# 1.1 PyTorch Basics

# Table of Contents

- #### 1.1. Basic autograd example 1
- #### 1.2. Basic autograd example 2
- #### 1.3. Loading data from numpy
- #### 1.4. Implementing the input pipline
- #### 1.5. Input pipline for custom dataset
- #### 1.6. Using pretrained models
- #### 1.7. Save and load models 




### (0. Imports)

Let's import torch, torchvision and some of their modules

In [None]:
import torch 
import torch.nn as nn
import torch.utils.data as data

import torchvision
import torchvision.transforms as transforms
import torchvision.datasets as dsets

import numpy as np
# we also import pyplot and let jupyter show our plots with 
# the magic command %matplotlib inline
import matplotlib.pyplot as plt
%matplotlib inline

## 1. Basic autograd example 1

Gradient Checking. When we perform some operation with tensors (requiring gradients) and then we call `backward()` on a scalar tensor (i.e. 0-dimensional), the gradients w.r.t. the tensor for which we call the `backward()` method get stored in the `grad` attribute. We can thus inspect it by i.e. printing it.

In [None]:
# Create tensors
# torch.tensor is the recommended way to build a new tensor from existing data, copying them
x = torch.tensor([1], requires_grad=True, dtype=torch.float)
w = torch.tensor([2], requires_grad=True, dtype=torch.float)
b = torch.tensor([3.0], requires_grad=True)

# Build a computation graph
y = w * x + b
print(x.grad)
print(w.grad)
print(b.grad)

What values should `dy/dx`, `dy/dw` and `dy/db` take?

    dy/dx = w # = 2
    dy/dw = x # = 1
    dy/db = 1


In [None]:
# Compute gradients
y.backward()

# Print out the gradients
print(x.grad)    # x.grad = 2 
print(w.grad)    # w.grad = 1 
print(b.grad)    # b.grad = 1 

## 2. Basic autograd example 2

Let's see a slightly more complex operation with tensors, taking few steps towards building a neural network.

In [None]:
# Create two random tensors, 5x3 and 5x2 (rows major)
x = torch.randn(5, 3)
y = torch.randn(5, 2)

# Build a linear layer with 3 input features and 2 output features,
# that is a function that computes y = x * A^T + b
# x is the input data, A is the weight matrix and b is the bias, both A and b are parameters of the function.
# Having 3 input features means that x will be a matrix of size Nx3, for some N,
# and having 2 output features means that y will have size Nx2.
# Note how N inputs of size 3 get processed at once resulting N outputs of size 2: N is often called batch size
linear = nn.Linear(3, 2)
print("w: ", linear.weight)
print("b: ", linear.bias)
print("y: ", linear(x))

### A simple Linear Regression

The point of computing gradients is that, given a function, we can compute how much the parameters of the function influence the result. For example, in the Linear function above, we can change `A` and `b` to influence the outcome `y`, given an input `x`. This means that, by tweaking the parameters, we can build a linear function that behaves as we desire.

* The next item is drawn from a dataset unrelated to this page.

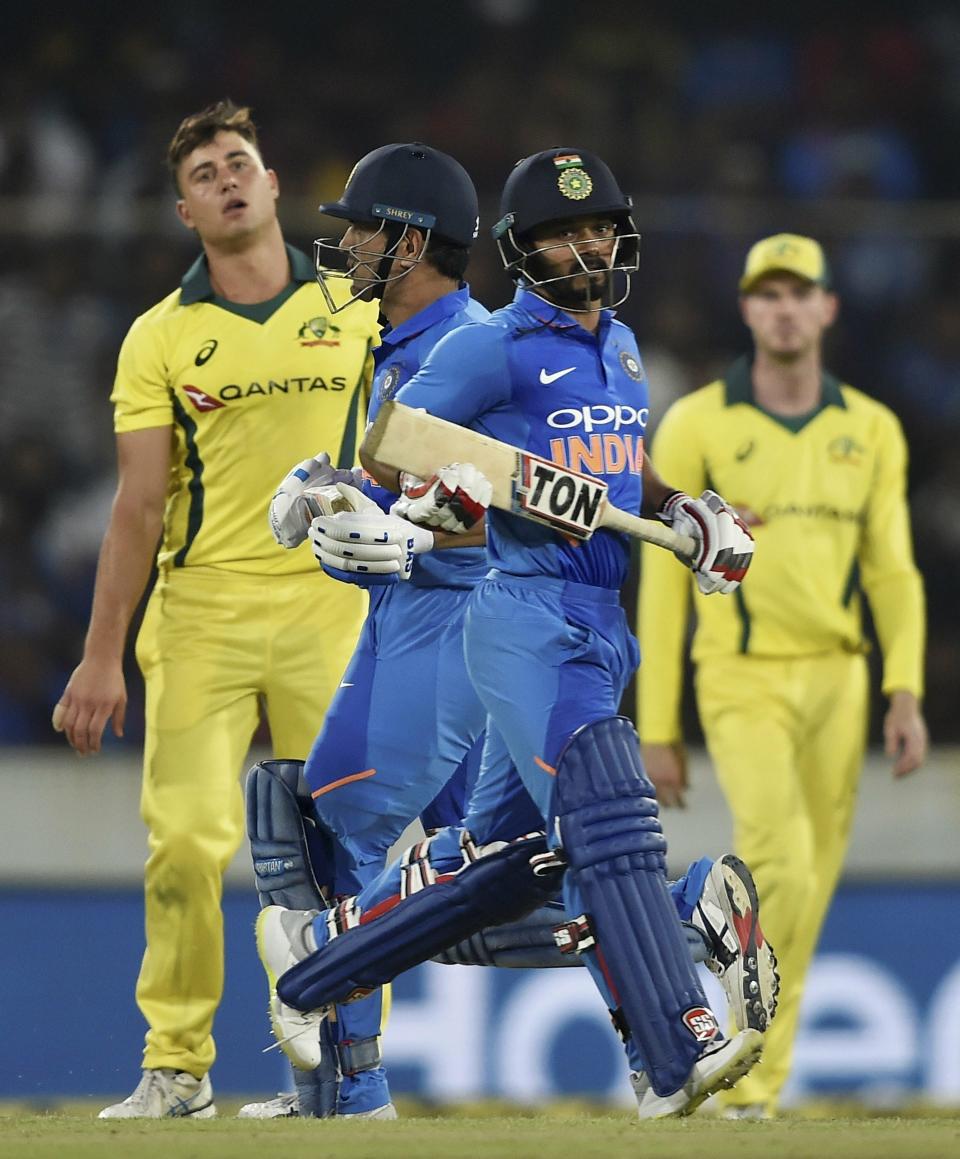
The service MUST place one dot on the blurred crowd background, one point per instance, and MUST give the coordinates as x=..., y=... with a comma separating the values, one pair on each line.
x=837, y=121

In our case, we want to tweak `A` and `b` so that the `linear` function will transform the `x` random tensor we build earlier into the `y` random tensor.

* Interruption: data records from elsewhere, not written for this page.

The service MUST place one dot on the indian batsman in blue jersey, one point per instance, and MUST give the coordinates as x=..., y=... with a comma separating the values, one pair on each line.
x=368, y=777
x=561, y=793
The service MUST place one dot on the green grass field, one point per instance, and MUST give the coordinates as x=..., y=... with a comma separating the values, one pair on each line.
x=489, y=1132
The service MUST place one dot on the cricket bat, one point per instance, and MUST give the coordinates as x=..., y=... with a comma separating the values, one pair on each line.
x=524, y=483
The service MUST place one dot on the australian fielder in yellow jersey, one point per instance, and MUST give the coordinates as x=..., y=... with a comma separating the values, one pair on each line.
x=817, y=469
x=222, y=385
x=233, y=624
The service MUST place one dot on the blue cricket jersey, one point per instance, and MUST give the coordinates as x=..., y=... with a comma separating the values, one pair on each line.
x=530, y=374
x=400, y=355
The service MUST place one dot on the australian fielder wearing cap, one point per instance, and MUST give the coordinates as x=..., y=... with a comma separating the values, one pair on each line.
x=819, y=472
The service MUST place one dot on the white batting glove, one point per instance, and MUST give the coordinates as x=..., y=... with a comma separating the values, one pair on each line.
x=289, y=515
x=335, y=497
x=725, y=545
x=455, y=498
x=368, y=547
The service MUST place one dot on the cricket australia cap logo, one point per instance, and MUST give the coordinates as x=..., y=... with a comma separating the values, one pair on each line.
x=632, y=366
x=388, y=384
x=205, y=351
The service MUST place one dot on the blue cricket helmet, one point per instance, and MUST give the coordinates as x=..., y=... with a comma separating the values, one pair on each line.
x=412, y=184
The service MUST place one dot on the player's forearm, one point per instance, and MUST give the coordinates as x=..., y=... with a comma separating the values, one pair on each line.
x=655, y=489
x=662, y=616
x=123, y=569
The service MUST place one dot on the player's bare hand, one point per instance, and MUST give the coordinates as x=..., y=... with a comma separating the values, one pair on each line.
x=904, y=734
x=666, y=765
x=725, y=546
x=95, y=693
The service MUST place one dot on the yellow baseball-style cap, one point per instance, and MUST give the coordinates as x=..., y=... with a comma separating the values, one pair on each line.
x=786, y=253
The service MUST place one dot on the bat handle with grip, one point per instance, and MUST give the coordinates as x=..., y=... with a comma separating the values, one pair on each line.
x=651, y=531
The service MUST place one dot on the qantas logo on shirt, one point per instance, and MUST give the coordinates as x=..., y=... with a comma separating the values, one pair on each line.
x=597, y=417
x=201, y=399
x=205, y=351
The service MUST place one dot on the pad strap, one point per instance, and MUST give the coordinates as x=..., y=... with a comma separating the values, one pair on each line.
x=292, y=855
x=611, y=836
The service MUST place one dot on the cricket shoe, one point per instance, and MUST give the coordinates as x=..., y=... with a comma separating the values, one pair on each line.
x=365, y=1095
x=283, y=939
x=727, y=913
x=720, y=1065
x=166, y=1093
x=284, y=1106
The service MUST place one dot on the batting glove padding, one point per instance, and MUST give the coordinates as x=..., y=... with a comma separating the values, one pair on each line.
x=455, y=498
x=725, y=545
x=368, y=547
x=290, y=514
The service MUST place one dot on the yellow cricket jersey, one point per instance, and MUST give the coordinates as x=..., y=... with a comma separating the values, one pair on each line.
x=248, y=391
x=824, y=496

To do so, we first define a `criterion` that is used to quantify how much the output of `linear(x)` is near to the desired value `y`. We will use Mean Squared Error (loss) function, in this case.
In addition, we need to define an `optimizer`: a strategy to modify the function parameters so that the loss is progressively reduced. 

In [None]:
# Build a Loss function, which tells us the distance between two tensors
criterion = nn.MSELoss()
# Build an optimizer (Stochastic Gradient Descent, in this case), that will tweak the
# parameters of the linear function using the gradients
optimizer = torch.optim.SGD(linear.parameters(), lr=0.01)

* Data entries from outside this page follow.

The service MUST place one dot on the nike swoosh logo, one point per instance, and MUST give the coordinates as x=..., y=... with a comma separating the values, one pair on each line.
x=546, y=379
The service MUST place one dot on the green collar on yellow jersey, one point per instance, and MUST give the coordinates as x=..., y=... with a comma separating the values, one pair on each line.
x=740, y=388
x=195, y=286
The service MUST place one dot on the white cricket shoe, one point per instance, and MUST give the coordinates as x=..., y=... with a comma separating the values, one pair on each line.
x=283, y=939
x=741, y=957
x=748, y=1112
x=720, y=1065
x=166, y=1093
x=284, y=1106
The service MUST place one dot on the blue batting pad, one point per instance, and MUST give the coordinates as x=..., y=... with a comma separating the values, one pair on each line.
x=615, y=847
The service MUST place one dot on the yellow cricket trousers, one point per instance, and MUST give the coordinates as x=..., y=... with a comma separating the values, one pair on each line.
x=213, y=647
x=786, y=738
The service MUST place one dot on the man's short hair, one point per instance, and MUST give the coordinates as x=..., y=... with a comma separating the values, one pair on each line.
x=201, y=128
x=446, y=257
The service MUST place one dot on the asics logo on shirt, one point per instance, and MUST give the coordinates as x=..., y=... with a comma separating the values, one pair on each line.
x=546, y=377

# The learning process is iterative and begins with evaluating the function over the input
pred = linear(x)

# We can now measure how far is the "predicted" output to the desired output, y
loss = criterion(pred, y)
print('loss: ', loss.item())  # Use .item() to convert a 0-dimensional tensor (scalar) to a Python number

In [None]:
# We can now compute the gradients of the loss function:
# how do linear's parameters influence the loss value?
loss.backward()

# Print out the gradients w.r.t the parameters
print('dL/dw: ', linear.weight.grad)
print('dL/db: ', linear.bias.grad)

The gradients are the derivative of the function, therefore if we modify the parameters of the linear function by adding the gradients, the loss shall increase. Let's verify this esperimentally: let's recreate the linear function by altering the parameters.

In [None]:
A = linear.weight + linear.weight.grad
b = linear.bias + linear.bias.grad
# Transpose A by swapping dimension 0 with dimension 1, then, do matrix multiplication
updated_pred = x @ A.transpose(0, 1) + b
print(criterion(updated_pred, y).item())  # This should increase

The Stochastic Gradient Descent optimizier does something similar, but, instead of adding the derivative to the parameters as we just did, subtracts them so that the loss decreases. Note that the gradient is first scaled by a learning rate (`lr = 0.01` above) to avoid doing steps which are too large.

Let's see how's done in PyTorch.

In [None]:
# Perform one optimization step of SGD.
# Note that optimizer only knows the parameters of the Linear layer and nothing more,
# because it uses the gradients of the loss function w.r.t. the parameters.
optimizer.step()

# You can also do optimization manually, e.g.:
# linear.weight.data.sub_(0.01 * linear.weight.grad.data)
# linear.bias.data.sub_(0.01 * linear.bias.grad.data)

# Print out the loss after optimization.
pred = linear(x)
loss = criterion(pred, y)
print('loss after 1 step optimization: ', loss.item())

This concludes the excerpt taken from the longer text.